MG News | June 10, 2024 at 12:41 PM GMT+05:00
June 10, 2024 (MLN): A scorching summer is threatening cotton production in Pakistan, the world’s fifth-largest grower, which counts on the crop to prop up its struggling economy, Bloomberg reported.
Cotton fibers are the backbone of the country’s textile industry, its largest manufacturing sector, which exported $17 billion worth of garments in the last fiscal year through June.
This year, Pakistan hopes to increase production to 10.9 million bales, each weighing 170 kilograms, from 8.4m bales last fiscal year, according to the country’s Central Cotton Committee.
But extreme temperatures are thwarting that plan, wilting crops during a key development period and attracting pests.
So far, about 50,000 acres of cotton plantations, 9% of the total, have been damaged by abnormal heat in Sindh, one of the country’s most fertile provinces, said Zahid Hussain Bhurgri, general secretary at Sindh Chamber of Agriculture.

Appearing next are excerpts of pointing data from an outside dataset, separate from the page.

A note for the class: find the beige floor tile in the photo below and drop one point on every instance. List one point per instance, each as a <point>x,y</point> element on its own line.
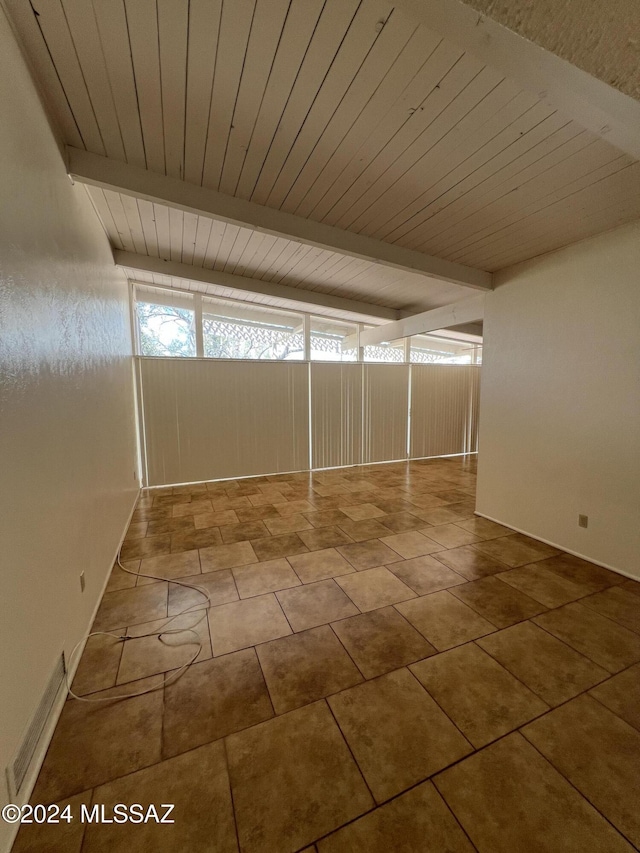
<point>470,563</point>
<point>293,780</point>
<point>219,585</point>
<point>62,837</point>
<point>315,604</point>
<point>243,532</point>
<point>603,641</point>
<point>246,623</point>
<point>150,546</point>
<point>509,798</point>
<point>131,606</point>
<point>591,577</point>
<point>621,694</point>
<point>483,528</point>
<point>261,578</point>
<point>151,655</point>
<point>273,547</point>
<point>98,667</point>
<point>411,544</point>
<point>381,641</point>
<point>553,670</point>
<point>360,531</point>
<point>319,565</point>
<point>369,554</point>
<point>96,742</point>
<point>215,519</point>
<point>450,535</point>
<point>213,699</point>
<point>287,524</point>
<point>196,784</point>
<point>172,565</point>
<point>515,550</point>
<point>598,753</point>
<point>543,585</point>
<point>620,605</point>
<point>361,512</point>
<point>227,556</point>
<point>416,822</point>
<point>305,667</point>
<point>396,732</point>
<point>480,696</point>
<point>425,574</point>
<point>497,601</point>
<point>374,588</point>
<point>444,620</point>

The situation is poised to get worse. The Pakistan Meteorological Department has predicted the rapid onset of drought due to low rainfall and high temperatures, known as flash drought, for the month of June.
That “can lead to crop failure, wildfires and water shortages” in the country’s south, the body said in a note.
High temperatures desiccate saplings and enable white flies to thrive, said Khalid Abdullah, Pakistan’s former cotton commissioner.
The pest feeds on cotton leaves and spreads fatal diseases as the plant weakens.
Heat also affects the soil, depleting groundwater and starving the plants that in Sindh are sown from the start of April.
Besides cotton, excessive heat is also affecting sugarcane, exportable fruits like mangoes, citrus, banana and seasonal vegetables like chillies, tomato, potato and some lentils produced in the provinces of southern Sindh and central Punjab.
The country of 240m people is not new to weather extremes, which climate change is making more frequent.
On May 26, the town of Mohenjo-Daro recorded a near record temperature of 52.5C, and April was found to be the wettest month in 63 years.
Pakistan has so far failed to manage the risks posed by climate change, said Ahmad Jawad, chief of the agriculture committee at the Federation of Pakistan Chamber of Commerce & Industry, the nation’s biggest trade association.
Among other measures, he suggested building small dams that could be used as temporary reservoirs during acute water shortages, and breeding heat-resistant seed varieties.
On June 03, the International Rescue Committee said rising temperatures represented a deadly threat to Pakistanis, 8.6m of whom are now experiencing food insecurity.
In the country, as much as “26 districts are likely to be affected by the heat waves” it said in a note.
The IRC also said that a scorched land can worsen the impacts of flooding, to which Pakistan is prone, as dry soil is unable to absorb water and mitigate runoff.